Jakob war in Berlin

Ein Berliner Feuilleton

Hochparterre schickte seinen Chefredaktor nach Berlin in die Ferien. Er wanderte 130 Kilometer, war enttäuscht über die öde Bauerei und hatte Freude an den Bäumen.

 

Hochparterre feierte im letzten Herbst seinen 30. Geburtstag. Die Hochparterris schickten mich zum Dank für eine Woche nach Berlin. Ach, wie lange war ich nicht mehr dort. Mit dem Zug also fuhren wir – Luci, meine Frau, und ich – acht Stunden durch Deutschland. Reisend hörte ich Hannes Messemer zu, der mir von der CD «Berlin Alexanderplatz» vorlas, den neunzig Jahre alten, grossen Roman von Alfred Döblin über das Berlin der Zwanziger Jahre. Dazu betrachtete ich die immer ähnlicher werdende Heidelandschaft. Ein paar Stunden später stand ich auf dem Alexanderplatz, denn eine Viertelstunde zu Fuss war unser Hotel nur fort. Auch wenn viele Zeichen der DDR abgerissen worden sind – der Fernsehturm ist eine starke Landmarke. Eine begehrte Liftfahrt auch, denn drei Stunden Anstehen ist Brauch. Das tat ich nicht. Und so stellte ich mir vor, wie Antje, Hochparterres Grafikerin,  als DDR-Mädchen auf dessen Kugel im Kreis herum fuhr, auf Geheiss eines Sicherheitsmannes die Augen jeweils schliessend, wenn die Drehung den Ausblick nach Westen bot. Der Alexanderplatz ist ein Aufmarschfeld der Investoren, die sich mit Einkaufspalast-Architektur übertrumpfen; ihr Triumpf  ist eine riesige rote Mauer, in dem das Shopping-Zentrum «Alexa» eingerichtet ist. Auf dem Platz versorgt die Caritas dutzende Obdachlose mit einer Wurst und Suppe. Zerschlagene Gesichter, böse Beine, laute Stimmen. Ich nahm meine Suppe in einem der Restaurants ringsum. Mich beeindruckten die Lautstärke im Säli, wie intensiv die Gäste trinken und wie grob die Kellner sind – wir sprachen beide Deutsch, sie verstanden mich aber schlecht, mir fehlten zu viele geläufige Stadtworte. 

Gesunde Woche

Nach sechs Tagen sagte mein Schrittzähler auf dem Handy: «129 Kilometer, 89 Stockwerke». Es war eine gesunde Woche, wir fuhren mit Bus, Tram, U- oder S-Bahn jeden Tag in eine andere Richtung, stiegen irgendwo aus, und liefen von dort so zum Theater- oder Konzertsaal, dass Musse blieb vor der Aufführung ein Bier zu trinken.

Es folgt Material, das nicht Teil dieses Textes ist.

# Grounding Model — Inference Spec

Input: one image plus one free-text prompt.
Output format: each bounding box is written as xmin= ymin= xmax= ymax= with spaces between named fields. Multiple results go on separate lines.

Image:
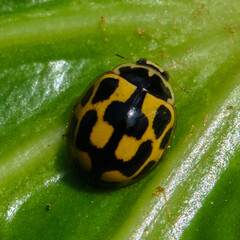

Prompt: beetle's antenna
xmin=170 ymin=77 xmax=190 ymax=93
xmin=115 ymin=53 xmax=136 ymax=61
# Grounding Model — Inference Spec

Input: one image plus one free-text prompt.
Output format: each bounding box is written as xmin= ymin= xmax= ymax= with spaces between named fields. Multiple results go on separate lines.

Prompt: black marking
xmin=104 ymin=89 xmax=148 ymax=139
xmin=136 ymin=58 xmax=169 ymax=81
xmin=119 ymin=66 xmax=172 ymax=101
xmin=76 ymin=110 xmax=97 ymax=151
xmin=153 ymin=105 xmax=171 ymax=139
xmin=159 ymin=128 xmax=173 ymax=149
xmin=81 ymin=85 xmax=94 ymax=107
xmin=92 ymin=78 xmax=118 ymax=104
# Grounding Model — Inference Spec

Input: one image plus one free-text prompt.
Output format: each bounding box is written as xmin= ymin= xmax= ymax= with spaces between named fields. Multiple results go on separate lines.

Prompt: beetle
xmin=67 ymin=59 xmax=176 ymax=188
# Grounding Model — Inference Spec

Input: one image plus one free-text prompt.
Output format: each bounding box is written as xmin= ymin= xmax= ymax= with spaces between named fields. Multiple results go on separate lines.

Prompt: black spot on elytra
xmin=81 ymin=85 xmax=94 ymax=107
xmin=153 ymin=105 xmax=171 ymax=139
xmin=92 ymin=78 xmax=118 ymax=104
xmin=119 ymin=66 xmax=172 ymax=101
xmin=76 ymin=110 xmax=97 ymax=151
xmin=159 ymin=128 xmax=173 ymax=149
xmin=104 ymin=89 xmax=148 ymax=139
xmin=73 ymin=89 xmax=159 ymax=187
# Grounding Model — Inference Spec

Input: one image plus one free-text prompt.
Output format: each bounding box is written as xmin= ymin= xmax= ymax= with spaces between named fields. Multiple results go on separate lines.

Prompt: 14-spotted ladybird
xmin=68 ymin=59 xmax=176 ymax=188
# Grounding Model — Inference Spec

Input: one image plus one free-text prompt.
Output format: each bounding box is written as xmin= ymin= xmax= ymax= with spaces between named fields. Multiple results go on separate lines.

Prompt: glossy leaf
xmin=0 ymin=0 xmax=240 ymax=239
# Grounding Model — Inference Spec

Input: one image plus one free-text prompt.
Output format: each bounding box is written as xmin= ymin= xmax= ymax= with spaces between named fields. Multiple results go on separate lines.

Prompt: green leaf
xmin=0 ymin=0 xmax=240 ymax=240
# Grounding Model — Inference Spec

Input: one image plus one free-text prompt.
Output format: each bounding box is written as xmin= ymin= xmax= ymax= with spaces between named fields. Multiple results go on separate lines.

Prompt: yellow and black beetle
xmin=68 ymin=59 xmax=176 ymax=188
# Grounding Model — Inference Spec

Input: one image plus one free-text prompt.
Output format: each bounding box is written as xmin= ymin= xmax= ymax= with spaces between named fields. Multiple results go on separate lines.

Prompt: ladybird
xmin=67 ymin=59 xmax=176 ymax=188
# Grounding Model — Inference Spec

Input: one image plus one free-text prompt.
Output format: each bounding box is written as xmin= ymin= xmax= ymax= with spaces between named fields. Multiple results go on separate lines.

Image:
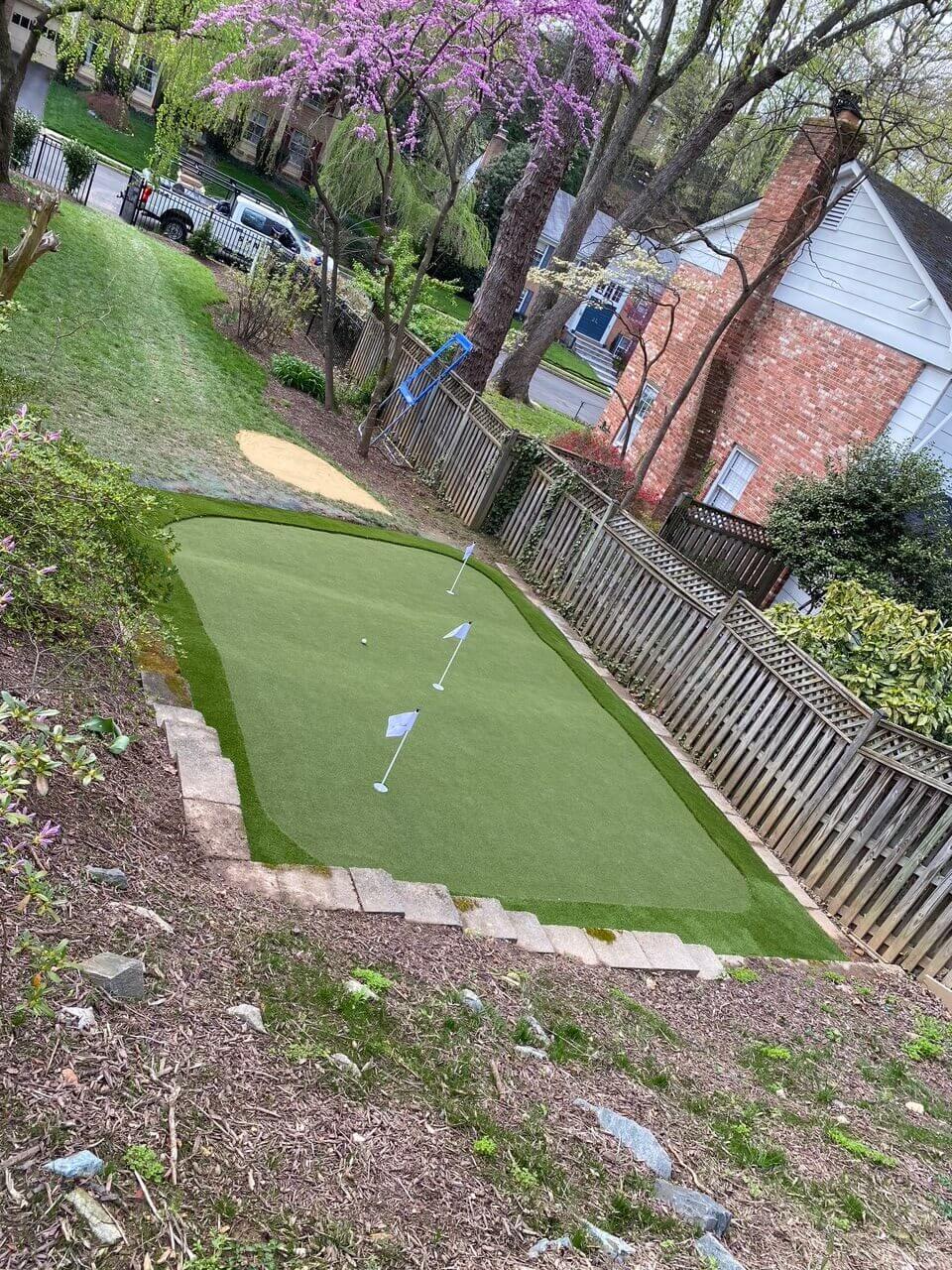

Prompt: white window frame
xmin=612 ymin=381 xmax=658 ymax=449
xmin=704 ymin=445 xmax=761 ymax=514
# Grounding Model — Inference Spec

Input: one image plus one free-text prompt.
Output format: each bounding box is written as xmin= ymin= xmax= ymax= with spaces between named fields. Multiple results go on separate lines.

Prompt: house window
xmin=289 ymin=128 xmax=311 ymax=168
xmin=704 ymin=445 xmax=761 ymax=512
xmin=136 ymin=58 xmax=159 ymax=96
xmin=612 ymin=384 xmax=657 ymax=449
xmin=245 ymin=110 xmax=268 ymax=150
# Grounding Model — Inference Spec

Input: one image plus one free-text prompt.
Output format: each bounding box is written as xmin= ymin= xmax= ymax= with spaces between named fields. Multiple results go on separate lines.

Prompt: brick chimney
xmin=653 ymin=92 xmax=862 ymax=518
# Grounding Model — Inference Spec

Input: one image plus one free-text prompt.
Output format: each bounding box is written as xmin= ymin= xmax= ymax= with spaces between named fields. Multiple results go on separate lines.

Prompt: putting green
xmin=176 ymin=500 xmax=831 ymax=956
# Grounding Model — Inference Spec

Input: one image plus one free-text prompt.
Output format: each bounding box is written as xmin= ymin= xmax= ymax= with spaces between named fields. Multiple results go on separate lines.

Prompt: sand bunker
xmin=235 ymin=431 xmax=391 ymax=516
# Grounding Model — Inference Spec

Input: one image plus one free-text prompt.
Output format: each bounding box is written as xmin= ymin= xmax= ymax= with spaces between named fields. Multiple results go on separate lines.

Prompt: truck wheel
xmin=163 ymin=217 xmax=187 ymax=242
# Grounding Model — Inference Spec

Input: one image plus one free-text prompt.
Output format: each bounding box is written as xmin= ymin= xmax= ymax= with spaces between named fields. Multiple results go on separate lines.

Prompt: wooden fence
xmin=352 ymin=312 xmax=952 ymax=988
xmin=661 ymin=495 xmax=787 ymax=608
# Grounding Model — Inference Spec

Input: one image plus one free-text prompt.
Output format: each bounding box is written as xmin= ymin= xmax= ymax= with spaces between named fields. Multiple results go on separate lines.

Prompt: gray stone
xmin=66 ymin=1187 xmax=123 ymax=1248
xmin=77 ymin=952 xmax=146 ymax=1001
xmin=86 ymin=865 xmax=130 ymax=890
xmin=694 ymin=1234 xmax=744 ymax=1270
xmin=44 ymin=1151 xmax=105 ymax=1181
xmin=350 ymin=869 xmax=404 ymax=916
xmin=581 ymin=1221 xmax=638 ymax=1261
xmin=176 ymin=742 xmax=241 ymax=807
xmin=575 ymin=1098 xmax=671 ymax=1181
xmin=516 ymin=1045 xmax=548 ymax=1063
xmin=225 ymin=1001 xmax=268 ymax=1034
xmin=182 ymin=798 xmax=251 ymax=860
xmin=58 ymin=1006 xmax=99 ymax=1031
xmin=654 ymin=1178 xmax=731 ymax=1234
xmin=327 ymin=1054 xmax=361 ymax=1076
xmin=457 ymin=988 xmax=486 ymax=1015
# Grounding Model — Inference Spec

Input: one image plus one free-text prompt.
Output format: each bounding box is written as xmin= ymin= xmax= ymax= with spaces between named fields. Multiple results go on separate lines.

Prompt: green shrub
xmin=187 ymin=219 xmax=218 ymax=260
xmin=272 ymin=353 xmax=323 ymax=399
xmin=62 ymin=137 xmax=99 ymax=194
xmin=0 ymin=433 xmax=173 ymax=641
xmin=10 ymin=109 xmax=41 ymax=168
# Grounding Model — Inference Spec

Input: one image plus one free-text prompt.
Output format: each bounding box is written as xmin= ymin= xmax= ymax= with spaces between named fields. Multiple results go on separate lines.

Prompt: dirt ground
xmin=0 ymin=638 xmax=952 ymax=1270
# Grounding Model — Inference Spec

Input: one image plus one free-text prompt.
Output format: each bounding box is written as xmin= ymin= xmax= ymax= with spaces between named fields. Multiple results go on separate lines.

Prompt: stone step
xmin=456 ymin=899 xmax=517 ymax=944
xmin=282 ymin=865 xmax=361 ymax=913
xmin=350 ymin=869 xmax=404 ymax=917
xmin=639 ymin=931 xmax=701 ymax=974
xmin=684 ymin=944 xmax=726 ymax=979
xmin=398 ymin=881 xmax=462 ymax=927
xmin=589 ymin=931 xmax=654 ymax=970
xmin=542 ymin=926 xmax=600 ymax=965
xmin=507 ymin=912 xmax=554 ymax=956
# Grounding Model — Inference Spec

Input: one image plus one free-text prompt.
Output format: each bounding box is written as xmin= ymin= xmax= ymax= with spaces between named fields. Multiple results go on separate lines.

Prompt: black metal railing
xmin=18 ymin=132 xmax=99 ymax=203
xmin=661 ymin=498 xmax=785 ymax=608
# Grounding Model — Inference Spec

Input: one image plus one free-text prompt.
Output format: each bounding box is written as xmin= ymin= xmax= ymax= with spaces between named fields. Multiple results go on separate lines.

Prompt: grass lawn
xmin=44 ymin=80 xmax=155 ymax=168
xmin=0 ymin=202 xmax=365 ymax=496
xmin=176 ymin=499 xmax=833 ymax=956
xmin=423 ymin=292 xmax=602 ymax=387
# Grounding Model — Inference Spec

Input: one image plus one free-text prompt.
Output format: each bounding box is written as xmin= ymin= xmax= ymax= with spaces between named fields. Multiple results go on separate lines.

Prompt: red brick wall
xmin=603 ymin=288 xmax=921 ymax=522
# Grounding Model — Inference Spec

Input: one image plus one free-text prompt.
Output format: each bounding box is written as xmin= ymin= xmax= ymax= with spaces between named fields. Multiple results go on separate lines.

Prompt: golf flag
xmin=387 ymin=710 xmax=418 ymax=736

Und schaffte ich es so erstmals in das seltsame Haus der Philharmonie zu einem Chorkonzert. Welch überraschender Saal fürs Ohr, fürs Raumauge. Das Publikum im Theater und im Konzert ist im Durchschnitt erheblich jünger als bei uns, die Eintrittspreise in die Oper sind fünf Mal günstiger. Die Inszenierungen sind oft konservativ – werktreu; mir gefällt das, denn ich mag es, wenn mich visuelles Spektakel nicht allzu sehr von der Musik oder dem Drama ablenkt. Am Leseabend mit Wolf Biermann sass Hochparterres Chefredakter mit Deutschlands Kanzlerin zusammen. Angela Merkel war mit drei Freunden da, diskret zwei Muskelmocken in ihrer Nähe. Die Zuschauer liessen sie in Ruhe, kein Selfie, kein Aufsehen. So wie wenn bei uns Ueli Maurer in die Oper ginge. Mich hat das verblüfft, denn ich dachte, die deutschen Grosspolitikerinnen treten mit Leibgarde auf. Vor dem Theater zwei schwarze Limousinen. Und ja – Biermann war launig, heiter, quicklebendig und grossshansig. 

Architektur schauen

Architektur schauen gehört sich für einen Chefredaktor einer Architekturzeitschrift.  «Architekturführer Berlin», das dicke Buch von Dominik Schendel, das mir Werner Huber, der reiselustigste Hochparterri mitgab, in der Hand, fädelten wir die Wanderungen von den zufällig gewählten Haltestellen aus so ein, dass beschriebene Häuser an der Route lagen. Das meiste zeitgenössische Bauen in der Innenstadt ist wie anderswo in solchen Städten: Klotz, Protz. Die neuen Ministerien schinden Eindruck, die neuen Geschäftshäuser sind die hundertfache Langeweile der Zürcher Europaallee, wobei nach der steinernen Zeit, die Investoren nun offenbar Glas und Stahl wollen. Wo die Mauer stand, steht jetzt am Leipziger Platz statt «the Wall» «the Mall of Berlin» als «perfect shopping experience».
Zur Zeit werden auch viele Lücken gefüllt. Alte Häuser wie Zähne aus Reihen gebrochen, phantasievoll aufgestockt, oder sie erhalten elegante Rucksäcke angehängt. 
Die Pärke werden mit Baureihen befestigt. So ist der neue, weite Park am «Geleisedreieck» in der Nähe des Potsdamer Platzes nun ein gutes Stück zugemauert mit Stadtvillen, die die Lage am Park zwar mögen, aber sich mit Zäunen und Buschwerk vor der weiten Fläche und wohl der auf ihr sich tummelnden Menschen schützen. Was die Schweizer Städte mit den SBB erleben, erlebt Berlin mit der DB – die volkseigenen Betriebe führen sich auf wie börsenkotierte Immobiliengesellschaften.
Fasziniert haben mich die Zwischennutzungen auf grossen Industriebrachen in den Aussenbezirken – en-gros-Märkte von Vietnamesen zum Beispiel mit abertausenden T-Shirts und Unterhosen, dazwischen Garküchen, Nail- und Hairshops. In einem hiess mich Luci, mir die Haare schneiden zu lassen, nachher gab’s vietnamesischen Zmittag. Schaue ich sonst, wenn ich in die Fremde reise, immer in Gault & Millau, taten wir dies in Berlin nicht. Meistens Garküche, fast jeder Kebab-Stand bietet «Vegetarisch mit alles und scharf», einmal assen wir Spargel aus Berlin in «Clärchens Ballhaus», ein zufälliger, schöner Fund in einer Seitengasse.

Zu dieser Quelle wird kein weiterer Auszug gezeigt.